Em suma, na conceptualização da paz pelo direito, o direito internacional assume o papel do árbitro entre os estados, prevalecendo sobre o jogo de poder na política internacional e regulando o uso da violência entre os estados. Numa anarquia cujo respeito pela soberania foi internamente aceite pelos estados, a guerra, embora uma opção possível, tem seus limites – e estes são impostos pelo direito. Poder-se-ia, então, dizer que nesta conceptualização a paz é baseada numa combinação de consensos e sanções49.

Finalmente, numa anarquia kantiana, a posição subjectiva do outro é a de amigo, ente pacífico no qual o eu vê a sua própria imagem – razão pela qual os estados se abstêm do recurso à violência para resolver as suas disputas. Nesta anarquia, a única possibilidade de ocorrência da guerra seria contra uma agressão externa, reflectindo, portanto, o princípio da segurança colectiva. Argumenta-se aqui que uma anarquia assim caracterizada possibilita uma concepção de paz associada à ideia de paz internacionalista.
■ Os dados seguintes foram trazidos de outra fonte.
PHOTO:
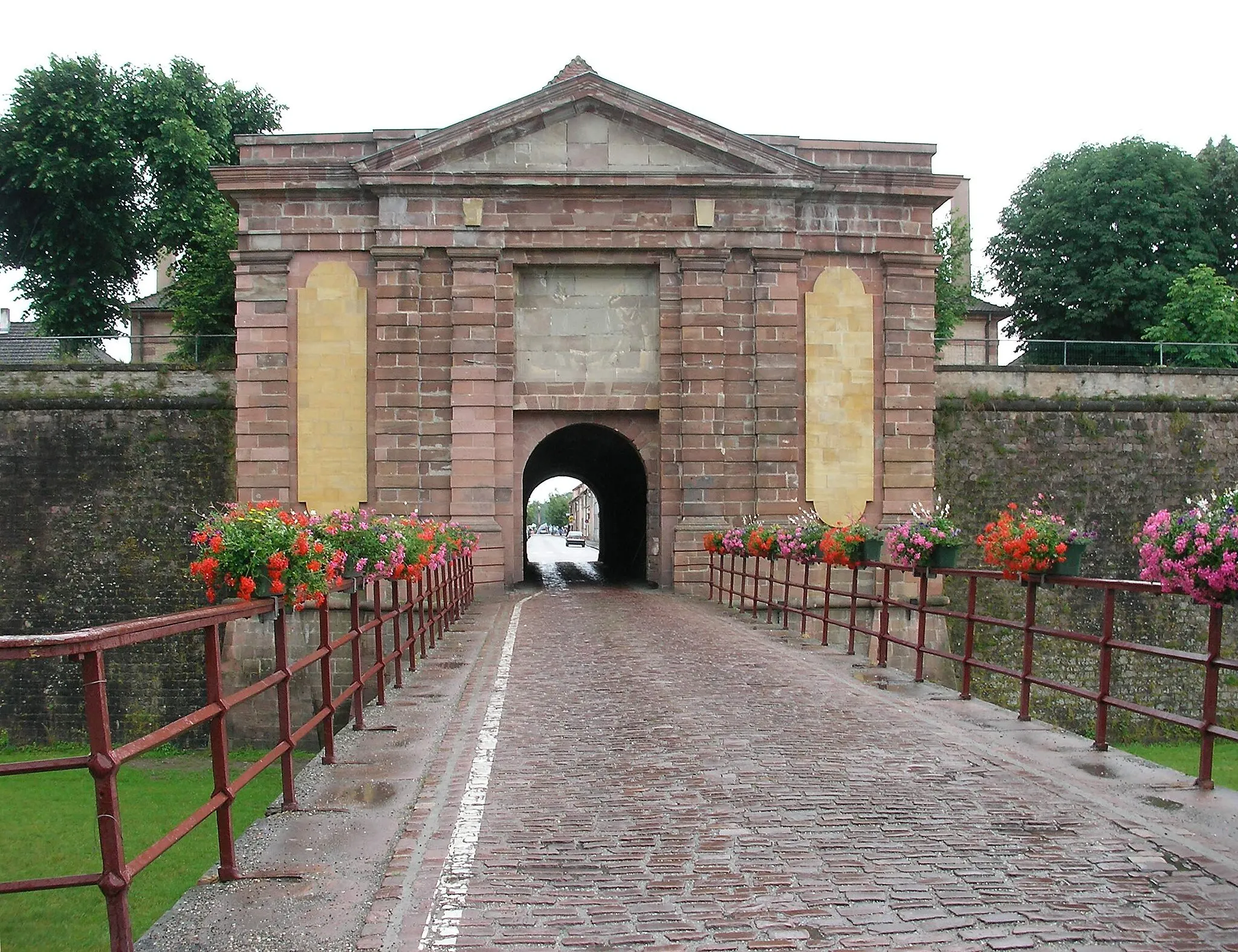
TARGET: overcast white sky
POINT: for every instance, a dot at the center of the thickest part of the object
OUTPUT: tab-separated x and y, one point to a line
999	87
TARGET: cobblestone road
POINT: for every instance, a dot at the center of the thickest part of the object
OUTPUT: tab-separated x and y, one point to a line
667	778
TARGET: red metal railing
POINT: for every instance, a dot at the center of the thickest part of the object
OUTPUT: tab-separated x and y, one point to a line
429	607
782	580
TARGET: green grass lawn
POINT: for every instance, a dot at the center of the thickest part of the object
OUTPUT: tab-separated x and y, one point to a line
47	829
1185	756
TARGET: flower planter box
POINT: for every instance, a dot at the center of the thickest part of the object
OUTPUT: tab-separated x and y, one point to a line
1074	556
945	556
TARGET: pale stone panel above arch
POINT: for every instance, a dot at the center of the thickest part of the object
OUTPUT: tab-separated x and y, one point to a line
838	395
331	389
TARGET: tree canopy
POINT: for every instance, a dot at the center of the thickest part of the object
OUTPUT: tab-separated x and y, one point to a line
103	169
1092	241
1202	307
952	241
1220	201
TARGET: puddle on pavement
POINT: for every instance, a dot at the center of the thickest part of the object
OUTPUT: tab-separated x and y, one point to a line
1097	770
371	792
1162	803
881	681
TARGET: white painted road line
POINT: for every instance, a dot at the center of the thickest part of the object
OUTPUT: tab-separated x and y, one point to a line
447	909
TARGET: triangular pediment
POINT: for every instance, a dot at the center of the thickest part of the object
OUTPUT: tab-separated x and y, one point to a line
587	125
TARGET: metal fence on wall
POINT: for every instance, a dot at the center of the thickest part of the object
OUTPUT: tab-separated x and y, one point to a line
401	628
782	589
20	346
1086	353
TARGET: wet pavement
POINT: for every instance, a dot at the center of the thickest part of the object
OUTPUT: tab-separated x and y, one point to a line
612	766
A melhor ilustração desta situação, contemporaneamente, é a União Europeia.

Esta conceptualização é pautada principalmente pelas propostas de paz que surgiram na Europa iluminista. Numa das mais conhecidas, Kant (1795) defende que a paz é, racionalmente, uma escolha melhor que a guerra50. Em uma situação de paz, os cidadãos não têm que sofrer com as consequências do «miserável jogo» da guerra, «tendo que lutar, tendo que pagar os custos da guerra com os seus próprios recursos, tendo dolorosamente que reparar a devastação que a guerra deixa para trás» e ainda comprometer-se com dívidas que angustiarão os tempos de paz (primeiro artigo definitivo). A proposta de paz de Kant repousa nas ideias centrais dos seus três artigos definitivos – a forma de governo republicana, a federação de estados livres e o direito cosmopolita – e na visão de que a história é um processo de crescente integração entre os estados51.
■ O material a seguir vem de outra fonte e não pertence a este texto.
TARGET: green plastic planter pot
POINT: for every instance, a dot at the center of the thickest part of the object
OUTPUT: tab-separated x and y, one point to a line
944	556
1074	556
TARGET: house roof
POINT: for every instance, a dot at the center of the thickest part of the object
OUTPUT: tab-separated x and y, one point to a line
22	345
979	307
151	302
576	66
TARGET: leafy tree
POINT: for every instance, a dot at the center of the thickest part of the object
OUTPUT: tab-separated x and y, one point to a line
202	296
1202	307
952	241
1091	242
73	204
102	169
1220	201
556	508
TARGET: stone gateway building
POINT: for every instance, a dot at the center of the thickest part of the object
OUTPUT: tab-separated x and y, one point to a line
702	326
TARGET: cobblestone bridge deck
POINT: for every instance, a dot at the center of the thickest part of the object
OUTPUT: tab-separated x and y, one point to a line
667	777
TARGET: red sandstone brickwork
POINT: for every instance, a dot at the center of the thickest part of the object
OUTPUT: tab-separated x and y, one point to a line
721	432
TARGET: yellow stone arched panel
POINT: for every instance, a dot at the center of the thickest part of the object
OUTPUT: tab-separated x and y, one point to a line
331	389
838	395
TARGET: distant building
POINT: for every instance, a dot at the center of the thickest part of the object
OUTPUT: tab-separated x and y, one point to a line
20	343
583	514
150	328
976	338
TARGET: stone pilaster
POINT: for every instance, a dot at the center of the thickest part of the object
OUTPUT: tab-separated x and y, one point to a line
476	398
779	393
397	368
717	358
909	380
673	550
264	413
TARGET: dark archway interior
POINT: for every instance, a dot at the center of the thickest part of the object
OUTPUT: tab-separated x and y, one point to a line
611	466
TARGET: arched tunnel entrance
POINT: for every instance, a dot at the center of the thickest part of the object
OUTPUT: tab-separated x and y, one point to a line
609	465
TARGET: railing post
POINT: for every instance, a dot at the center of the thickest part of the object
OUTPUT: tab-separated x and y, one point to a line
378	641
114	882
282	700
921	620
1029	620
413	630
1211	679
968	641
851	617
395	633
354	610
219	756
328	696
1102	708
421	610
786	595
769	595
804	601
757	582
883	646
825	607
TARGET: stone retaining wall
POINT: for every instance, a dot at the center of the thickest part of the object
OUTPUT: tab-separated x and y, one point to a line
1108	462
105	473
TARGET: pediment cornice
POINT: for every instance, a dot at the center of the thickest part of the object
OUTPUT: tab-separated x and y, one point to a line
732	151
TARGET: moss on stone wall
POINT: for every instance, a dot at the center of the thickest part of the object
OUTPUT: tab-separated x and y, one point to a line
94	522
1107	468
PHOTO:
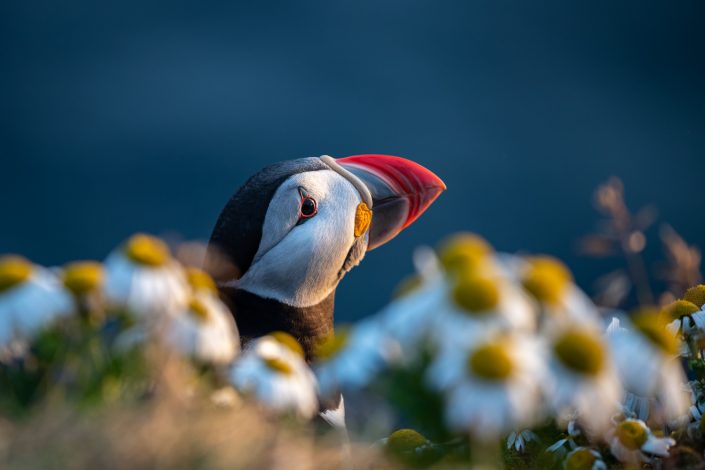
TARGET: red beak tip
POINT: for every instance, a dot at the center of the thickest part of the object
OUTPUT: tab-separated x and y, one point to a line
420	185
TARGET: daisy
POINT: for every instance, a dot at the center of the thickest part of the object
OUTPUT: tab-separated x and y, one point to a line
84	279
696	295
453	296
277	377
491	388
584	383
686	317
205	331
466	252
646	358
31	298
550	284
562	445
584	458
631	441
352	357
142	278
200	281
474	302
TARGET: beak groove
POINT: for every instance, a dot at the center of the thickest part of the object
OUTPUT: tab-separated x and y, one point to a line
401	191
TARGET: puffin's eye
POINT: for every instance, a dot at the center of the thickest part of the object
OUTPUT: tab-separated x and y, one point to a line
309	208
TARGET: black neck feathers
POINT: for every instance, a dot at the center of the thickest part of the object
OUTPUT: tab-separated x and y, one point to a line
257	316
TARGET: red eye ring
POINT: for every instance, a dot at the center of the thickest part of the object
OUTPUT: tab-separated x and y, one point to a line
309	207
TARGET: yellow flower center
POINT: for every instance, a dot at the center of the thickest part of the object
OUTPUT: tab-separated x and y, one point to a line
631	434
198	309
581	459
491	361
696	295
83	277
405	440
651	325
680	308
407	286
289	341
464	252
331	345
147	250
14	270
200	280
581	351
475	294
278	365
546	279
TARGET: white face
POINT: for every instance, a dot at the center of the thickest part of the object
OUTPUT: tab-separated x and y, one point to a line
300	262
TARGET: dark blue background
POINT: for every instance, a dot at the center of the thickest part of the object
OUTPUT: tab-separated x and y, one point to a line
146	116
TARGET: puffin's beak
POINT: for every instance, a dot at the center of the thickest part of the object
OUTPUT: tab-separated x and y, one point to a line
401	191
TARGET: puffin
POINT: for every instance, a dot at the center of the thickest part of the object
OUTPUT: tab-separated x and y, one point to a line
288	236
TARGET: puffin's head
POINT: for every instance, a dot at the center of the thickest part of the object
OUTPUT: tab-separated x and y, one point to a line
293	230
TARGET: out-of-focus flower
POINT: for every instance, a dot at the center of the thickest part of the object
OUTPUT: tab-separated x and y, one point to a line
646	357
205	331
273	372
467	252
31	298
474	302
551	284
352	357
84	279
696	295
584	458
631	441
584	383
491	388
142	278
200	281
519	440
454	296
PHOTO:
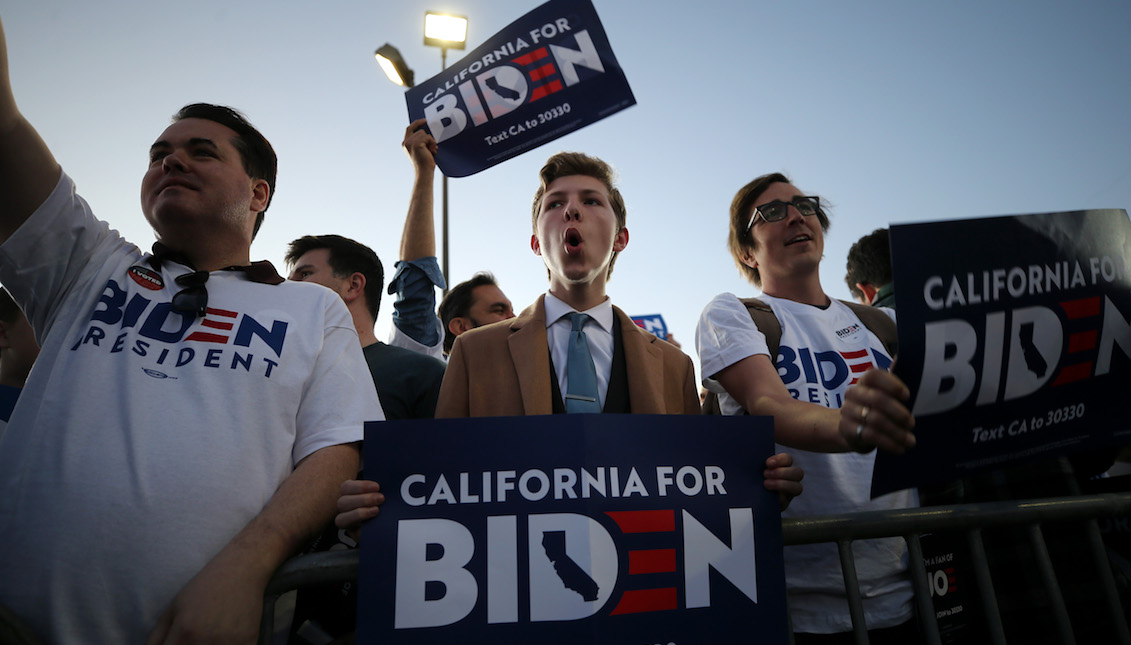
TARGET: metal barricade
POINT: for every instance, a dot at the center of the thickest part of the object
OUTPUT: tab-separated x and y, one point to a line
843	530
Segundo Negretto52, há uma profunda semelhança entre o pensamento de Kant e a formulação de segurança colectiva que surgiria no século XX53. Esta baseia-se em três condições: a renúncia ao uso da força sem a autorização da organização que adoptou o princípio da segurança internacional, a inexistência de pactos entre os membros dessa organização e estados terceiros e a definição do mecanismo de defesa da coligação multinacional. Contudo, há também enormes discordâncias: embora Kant advogasse a criação de uma foedum pacificum (liga da paz) sem instituições, a concretização desta viria por meio de organizações como a Liga das Nações e as Nações Unidas.

Podemos, assim, concluir que essa conceptualização de paz não significa apenas a ausência da guerra, mas envolve um conceito de paz positiva54. Mais do que o simples respeito pelas regras – o que poderia ser analisado em termos de um comportamento instrumental de rivalidade, os estados compartilham valores e querem respeitar a regra da não-violência. A paz, portanto, sustenta-se numa identidade colectiva que almeja a paz, de forma que os eventuais conflitos entre estados são sempre resolvidos por meios outros que não os violentos.
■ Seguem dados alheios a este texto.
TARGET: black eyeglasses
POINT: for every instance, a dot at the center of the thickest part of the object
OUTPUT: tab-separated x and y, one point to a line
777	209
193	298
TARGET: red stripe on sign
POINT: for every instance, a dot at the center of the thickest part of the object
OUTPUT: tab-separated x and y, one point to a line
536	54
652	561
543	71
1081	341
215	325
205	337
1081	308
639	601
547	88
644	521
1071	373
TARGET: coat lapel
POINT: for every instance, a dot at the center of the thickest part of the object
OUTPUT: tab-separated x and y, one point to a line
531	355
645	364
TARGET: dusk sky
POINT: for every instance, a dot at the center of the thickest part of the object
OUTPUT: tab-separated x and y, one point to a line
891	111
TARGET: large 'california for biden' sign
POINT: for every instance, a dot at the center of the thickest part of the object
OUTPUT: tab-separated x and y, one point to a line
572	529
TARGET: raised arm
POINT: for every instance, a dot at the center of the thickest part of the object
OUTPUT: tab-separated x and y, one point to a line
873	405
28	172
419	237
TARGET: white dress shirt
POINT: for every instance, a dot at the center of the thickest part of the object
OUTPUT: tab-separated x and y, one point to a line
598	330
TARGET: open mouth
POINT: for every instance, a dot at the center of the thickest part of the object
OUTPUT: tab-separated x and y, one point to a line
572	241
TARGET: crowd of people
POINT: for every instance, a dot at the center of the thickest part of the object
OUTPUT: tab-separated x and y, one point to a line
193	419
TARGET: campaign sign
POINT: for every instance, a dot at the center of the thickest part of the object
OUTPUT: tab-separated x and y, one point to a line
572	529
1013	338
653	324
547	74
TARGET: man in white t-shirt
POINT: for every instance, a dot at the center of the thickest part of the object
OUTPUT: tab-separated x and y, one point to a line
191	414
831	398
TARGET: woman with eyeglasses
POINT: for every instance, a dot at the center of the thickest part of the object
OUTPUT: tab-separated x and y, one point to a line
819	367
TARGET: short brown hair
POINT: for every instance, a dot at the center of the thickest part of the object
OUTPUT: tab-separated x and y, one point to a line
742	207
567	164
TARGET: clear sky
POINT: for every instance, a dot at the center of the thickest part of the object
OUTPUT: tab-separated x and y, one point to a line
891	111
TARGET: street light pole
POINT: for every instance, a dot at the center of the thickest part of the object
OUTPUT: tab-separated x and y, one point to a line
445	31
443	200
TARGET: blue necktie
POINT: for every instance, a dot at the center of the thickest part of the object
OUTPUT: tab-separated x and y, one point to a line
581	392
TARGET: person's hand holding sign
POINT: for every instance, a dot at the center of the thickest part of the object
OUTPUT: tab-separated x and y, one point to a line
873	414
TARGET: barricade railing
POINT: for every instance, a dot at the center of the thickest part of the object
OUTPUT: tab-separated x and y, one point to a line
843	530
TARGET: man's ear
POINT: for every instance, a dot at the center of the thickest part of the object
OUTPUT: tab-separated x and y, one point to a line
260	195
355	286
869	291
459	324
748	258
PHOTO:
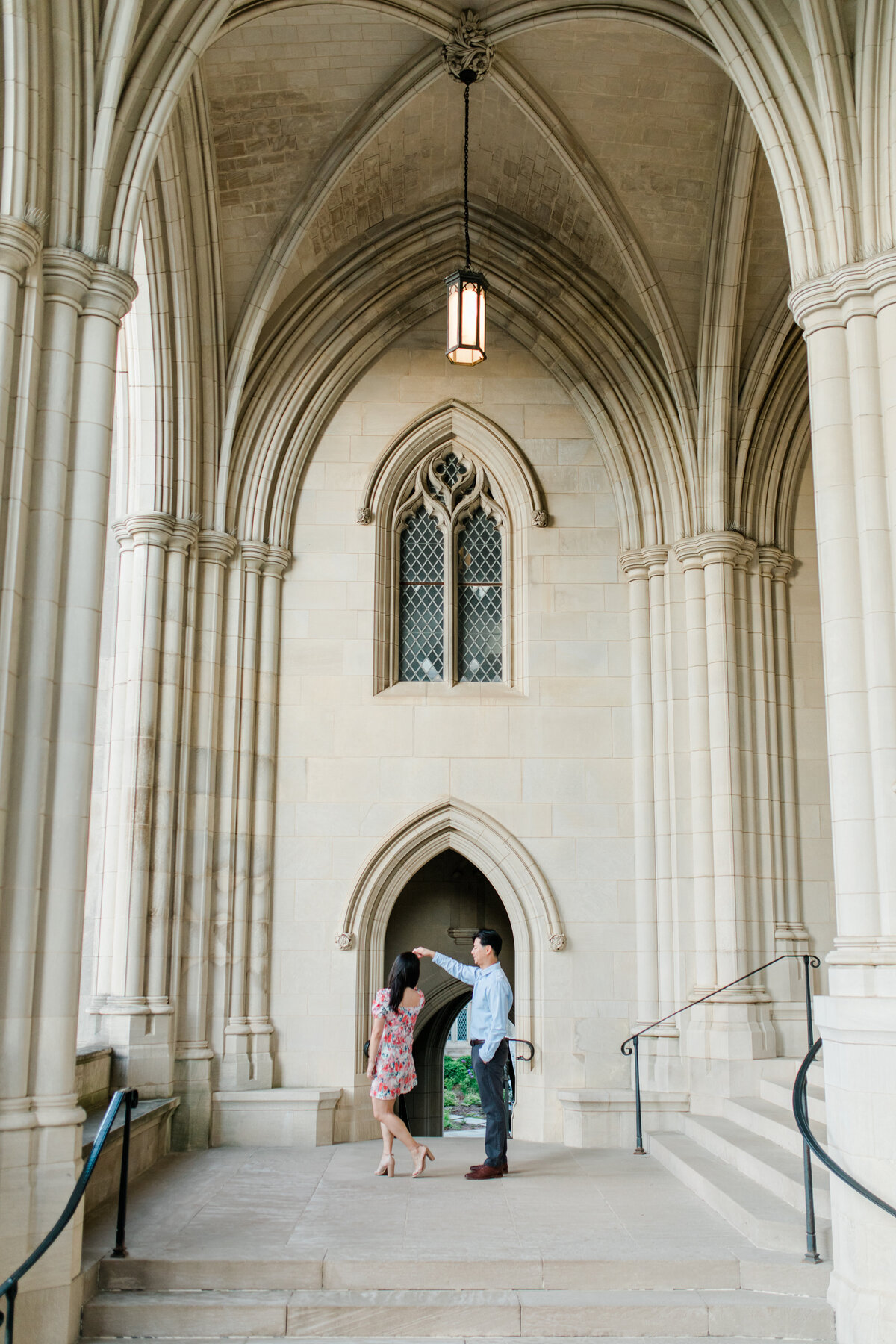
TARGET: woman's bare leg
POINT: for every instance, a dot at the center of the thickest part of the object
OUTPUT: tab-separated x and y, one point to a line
396	1128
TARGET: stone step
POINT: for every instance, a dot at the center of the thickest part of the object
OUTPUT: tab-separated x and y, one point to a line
766	1163
517	1339
469	1313
773	1275
770	1121
765	1219
781	1095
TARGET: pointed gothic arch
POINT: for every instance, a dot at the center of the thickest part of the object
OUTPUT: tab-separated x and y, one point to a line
514	497
450	824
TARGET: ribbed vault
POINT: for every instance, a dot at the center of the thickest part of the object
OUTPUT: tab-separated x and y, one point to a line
578	329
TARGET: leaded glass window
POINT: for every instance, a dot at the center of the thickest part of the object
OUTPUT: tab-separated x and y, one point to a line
422	600
479	601
450	537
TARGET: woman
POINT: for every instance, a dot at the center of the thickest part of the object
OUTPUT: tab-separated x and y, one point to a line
390	1061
Da mesma forma que na abordagem de Wendt, as três conceptualizações de paz aqui apresentadas são tipos ideais – construções teóricas que reflectem as possibilidades de paz internacional consoante os processos e dinâmicas de interacção em anarquias definidas em termos hobbesianos, lockeanos ou kantianos. Aquelas, contudo, não são as únicas construções possíveis55 e nem se concretizam inteira e uniformemente no sistema internacional. Por outro lado, também não são quadros estáticos e imutáveis. Seguindo Wendt56, sugere-se aqui que a possibilidade de mudança dessas conceptualizações teóricas está estreitamente associada ao grau de aceitação interna das ideias que orientam a interacção entre os estados57 – neste caso, as representações de inimigo, rival e amigo. O aprofundamento deste ponto, contudo, está além dos objectivos deste texto.

 

CONSIDERAÇÕES FINAIS

Embora as teorias construtivistas tenham criado grandes expectativas entre os académicos das RI quanto à sua capacidade explicativa, verifica-se que tal corrente dedicou pouca atenção ao tema da paz. Neste sentido, argumentou-se aqui que aquelas expectativas poderiam ser atingidas caso o construtivismo conseguisse abandonar a ontologia realista de guerras e de conflitos que orienta a maior parte da sua produção teórica. Tendo como ponto de partida a obra de um dos maiores expoentes do construtivismo, Alexander Wendt, o argumento foi ilustrado por meio da inversão do foco da análise daquele autor. Assim, procurámos analisar as possibilidades de paz, e não as de conflito, existentes em situações de anarquia internacional. Verificou-se, então, que as anarquias dos tipos hobbesiana, lockeana e kantiana possibilitam, respectivamente, as construções de paz do vencedor, de paz pelo direito e de paz internacionalista.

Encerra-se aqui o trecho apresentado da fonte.